Although not required for an effective tree bog, planting the willow wands at least one growing season prior to the tree bog being used has advantages. This way the willow roots are mature and the wands have grown up to a reasonable height before the platform is constructed - as the platform shadow can hinder the growth of the planted willow sets on the shade side.

The best time to plant out the willow for a tree bog (in the northern hemisphere) is from October to March, as then the willow has a chance to get established before the onset of summer. However it is possible to construct and use a tree bog at any time and then plant it out at the appropriate time of year. The straw acts as the visual screen for the compost pile until the willow is in place and growing.

Vigorous varieties of unrooted willow sets/cuttings work best, and if they are planted out after the middle of April they should be well mulched and watered every day for the first month or they will not take (i.e. the roots will not develop and they will wither away). If possible use named osier or biomass types since these will grow vigorously and can tolerate the annual coppicing as well as being suited for use in basketry and hurdle making. If you are gathering local wild osier or other willow to plant your tree bog, use willow that has been coppiced or pollarded recently, because young wood makes the best cuttings.

Willow management

The willow can be coppiced annually or left to grow for more than one year, though you will find it grows quite large. Cut the willow between November and early March and don’t be afraid to cut it right down to the ground or to the top of your living woven willow hurdle - as long as it is not smothered with weeds and has sufficient sunlight it will regrow vigorously, using the nutrients and moisture within the tree bog.

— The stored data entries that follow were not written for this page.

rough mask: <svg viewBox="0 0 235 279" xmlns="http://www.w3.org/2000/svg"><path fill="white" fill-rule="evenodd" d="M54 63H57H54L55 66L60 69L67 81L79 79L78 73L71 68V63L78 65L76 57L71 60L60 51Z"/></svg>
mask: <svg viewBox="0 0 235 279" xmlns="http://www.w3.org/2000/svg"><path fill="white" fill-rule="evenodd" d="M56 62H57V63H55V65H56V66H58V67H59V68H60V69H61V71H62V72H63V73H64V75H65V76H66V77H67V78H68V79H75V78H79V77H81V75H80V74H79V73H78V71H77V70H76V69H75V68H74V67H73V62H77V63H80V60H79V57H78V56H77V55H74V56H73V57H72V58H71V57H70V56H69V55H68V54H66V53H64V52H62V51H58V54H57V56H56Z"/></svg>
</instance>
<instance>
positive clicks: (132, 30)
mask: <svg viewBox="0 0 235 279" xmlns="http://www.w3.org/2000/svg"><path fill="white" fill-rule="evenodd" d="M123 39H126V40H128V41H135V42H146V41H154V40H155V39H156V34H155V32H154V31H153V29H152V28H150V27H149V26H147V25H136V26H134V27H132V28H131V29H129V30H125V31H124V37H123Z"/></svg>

Sawdust is useful to aid the correct carbon-nitrogen ratio, but too much can dilute the mixture too much. Use untreated sawdust only, in small quantities, or add a daily or weekly layer to the compost pile. Wood ash is helpful in keeping the smell down. In normal use the urine drains away from the compost pile by gravity and soaks into the soil where it may contaminate the water table, and if large quantities of urine are entering your tree bog, you should consider separating the inputs - composting liquids and solids separately - e.g. a simple straw urinal, for liquids only.

The ‘gravity powered’ separation of solids and liquids should prevent the smells caused by the compost pile going anaerobic. The through-flow of air below the platform is also important as a boxed-in pile with no ventilation may well go anaerobic and start to stink.

Some treeboggers have installed in their tree bog a urine separating system like a conventional compost toilet, this enables pipework to take the urine directly to the planted willow and surrounding straw mulch and so the liquids and solids do not mix to any great degree - it is not clear if this is advantageous in that the fecal mass may then become too dry.

It is worth noting that any design used should prevent splashes of misdirected urine from soaking into wooden seating or seat support structures as this may cause a smell over time, a metal splash plate or plastic sheet pinned into place can prevent this from occurring.

Official requirements (in UK)

Planning - if your tree bog is a temporary structure and has no permanent foundations, planning regulations do not usually apply, but be sure to check locally.

Local Environmental Health Officers may have no objections if access to the compost pile is restricted from children and pets (hence the chicken wire or similar barrier) and hand washing facilities are available nearby. The full gamut of Environmental Health regulations for composting toilets may be applied; do not assume a tree bog is exempt from these regulations.